In any case, what I was thinking of at that particular moment is the market clearing mechanism of prices. Obviously, if you are dealing with an inflation of the supply of money, the clearing of markets becomes nearly impossible due to injection of new money chasing goods that may or may not have increased in supply, but whose demand is inelastic with regard to cash balances of those who are the receivers of such liquidity. This clearing process becomes exacerbated by subsequent injections of money. More specifically, I was thinking in terms of commodities and producers goods (input costs) vs. the selling price of the finished goods thereof.
Yes, markets can handle changing prices, that is what markets do (absent an inflation of the money supply). However, when you throw in inflation, it has the tendency to increase the price of goods beyond their clearing price dependent upon the demand of those whose cash balances increase due to such inflation, and whose marginal utility of money will diminish with regard to particular goods. If the inflation continues, this market clearing (equilibration) is never allowed to take place. Thus, there is a “confusion” of prices.

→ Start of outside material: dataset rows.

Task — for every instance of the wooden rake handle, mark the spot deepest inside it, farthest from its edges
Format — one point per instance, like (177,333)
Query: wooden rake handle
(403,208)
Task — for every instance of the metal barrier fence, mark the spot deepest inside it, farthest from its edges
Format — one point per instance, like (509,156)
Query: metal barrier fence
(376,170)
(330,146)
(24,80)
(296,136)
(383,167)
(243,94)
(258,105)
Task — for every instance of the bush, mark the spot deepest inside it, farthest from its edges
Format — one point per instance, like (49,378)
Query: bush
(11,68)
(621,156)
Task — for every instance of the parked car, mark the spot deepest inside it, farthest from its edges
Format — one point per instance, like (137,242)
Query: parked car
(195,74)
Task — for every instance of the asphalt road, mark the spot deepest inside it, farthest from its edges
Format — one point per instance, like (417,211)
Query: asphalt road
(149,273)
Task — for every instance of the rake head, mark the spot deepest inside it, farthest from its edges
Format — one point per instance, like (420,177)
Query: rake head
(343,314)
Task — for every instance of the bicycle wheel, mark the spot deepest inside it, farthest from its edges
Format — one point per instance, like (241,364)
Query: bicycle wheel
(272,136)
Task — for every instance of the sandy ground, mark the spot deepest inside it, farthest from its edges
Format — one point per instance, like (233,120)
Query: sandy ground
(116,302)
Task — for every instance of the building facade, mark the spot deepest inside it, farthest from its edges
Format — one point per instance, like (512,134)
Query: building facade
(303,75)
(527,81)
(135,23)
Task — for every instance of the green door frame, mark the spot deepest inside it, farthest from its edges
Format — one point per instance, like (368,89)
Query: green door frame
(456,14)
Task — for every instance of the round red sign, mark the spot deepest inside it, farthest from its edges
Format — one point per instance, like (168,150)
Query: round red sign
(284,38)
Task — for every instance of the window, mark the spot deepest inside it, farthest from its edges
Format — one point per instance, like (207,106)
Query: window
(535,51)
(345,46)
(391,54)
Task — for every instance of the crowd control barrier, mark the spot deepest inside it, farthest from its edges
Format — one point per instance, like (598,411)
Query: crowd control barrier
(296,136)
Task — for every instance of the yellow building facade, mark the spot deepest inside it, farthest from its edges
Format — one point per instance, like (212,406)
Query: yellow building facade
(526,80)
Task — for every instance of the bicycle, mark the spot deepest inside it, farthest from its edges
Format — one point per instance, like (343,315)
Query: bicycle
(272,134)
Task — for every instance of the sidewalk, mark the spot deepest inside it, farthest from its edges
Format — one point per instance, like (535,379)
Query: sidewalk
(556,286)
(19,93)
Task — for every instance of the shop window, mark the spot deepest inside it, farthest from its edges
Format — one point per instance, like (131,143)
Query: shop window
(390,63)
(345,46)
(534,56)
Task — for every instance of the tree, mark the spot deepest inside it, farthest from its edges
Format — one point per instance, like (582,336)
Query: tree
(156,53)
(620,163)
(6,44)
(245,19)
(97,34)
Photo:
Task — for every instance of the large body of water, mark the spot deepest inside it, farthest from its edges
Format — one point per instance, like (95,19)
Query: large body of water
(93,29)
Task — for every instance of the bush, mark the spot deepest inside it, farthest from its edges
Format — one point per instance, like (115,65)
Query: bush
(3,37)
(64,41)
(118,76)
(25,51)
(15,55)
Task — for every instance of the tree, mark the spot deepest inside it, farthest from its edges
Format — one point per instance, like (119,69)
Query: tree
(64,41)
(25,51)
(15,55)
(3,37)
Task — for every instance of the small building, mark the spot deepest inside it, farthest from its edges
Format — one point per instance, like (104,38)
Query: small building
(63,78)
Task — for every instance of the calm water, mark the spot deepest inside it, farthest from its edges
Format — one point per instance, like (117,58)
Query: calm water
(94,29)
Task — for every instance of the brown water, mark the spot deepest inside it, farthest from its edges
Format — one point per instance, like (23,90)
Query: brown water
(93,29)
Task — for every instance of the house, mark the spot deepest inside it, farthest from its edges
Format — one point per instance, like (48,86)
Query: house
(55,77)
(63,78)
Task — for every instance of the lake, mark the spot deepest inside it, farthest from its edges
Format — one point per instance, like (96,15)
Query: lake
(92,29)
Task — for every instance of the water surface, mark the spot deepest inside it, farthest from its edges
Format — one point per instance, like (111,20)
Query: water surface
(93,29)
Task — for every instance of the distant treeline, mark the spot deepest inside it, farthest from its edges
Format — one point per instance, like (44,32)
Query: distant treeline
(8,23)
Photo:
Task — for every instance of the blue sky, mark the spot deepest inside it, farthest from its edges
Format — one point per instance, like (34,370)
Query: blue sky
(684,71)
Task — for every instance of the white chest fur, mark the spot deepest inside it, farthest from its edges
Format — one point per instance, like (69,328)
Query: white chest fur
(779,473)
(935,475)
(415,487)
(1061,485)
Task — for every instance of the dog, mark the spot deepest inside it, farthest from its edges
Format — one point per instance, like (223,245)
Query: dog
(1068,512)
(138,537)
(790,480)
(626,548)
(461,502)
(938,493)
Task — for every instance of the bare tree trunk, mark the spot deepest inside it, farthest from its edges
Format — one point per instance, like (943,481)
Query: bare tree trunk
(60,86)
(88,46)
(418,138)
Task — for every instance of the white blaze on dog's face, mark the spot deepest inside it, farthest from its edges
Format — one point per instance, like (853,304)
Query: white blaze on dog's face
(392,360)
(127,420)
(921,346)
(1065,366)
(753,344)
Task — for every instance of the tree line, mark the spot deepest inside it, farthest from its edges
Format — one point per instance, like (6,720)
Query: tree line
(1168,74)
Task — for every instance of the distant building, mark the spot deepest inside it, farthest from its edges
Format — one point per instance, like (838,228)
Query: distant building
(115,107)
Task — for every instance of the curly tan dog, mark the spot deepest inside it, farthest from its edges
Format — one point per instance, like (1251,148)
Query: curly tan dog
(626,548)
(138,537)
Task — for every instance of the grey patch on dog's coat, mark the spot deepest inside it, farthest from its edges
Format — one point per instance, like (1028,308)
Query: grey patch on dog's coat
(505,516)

The way I like to “idiotize” it is by using an example of a poker game including 5 players. Each starts with 100 units of chips. As the game goes on, additional chips (say, 10-20 at a time) are added to the player’s balances in a random fashion after each round. Obviously, a regular poker game will eventually come to an end (i.e. the poker market is cleared). However, this adding of chips in a random fashion will prolong this process, and may entirely change what the outcome would have been had such “chip-inflation” never occurred. Further, some of the players will have made bets that they may not have if such “chip-inflation” never occurred. In essence, the random infusion of additional chips creates distortions to the game. It confuses the pricing mechanism of the game that allows the game to end as it would had there not been additional chips added to the player’s balances.
Anyway, that is all that I was saying.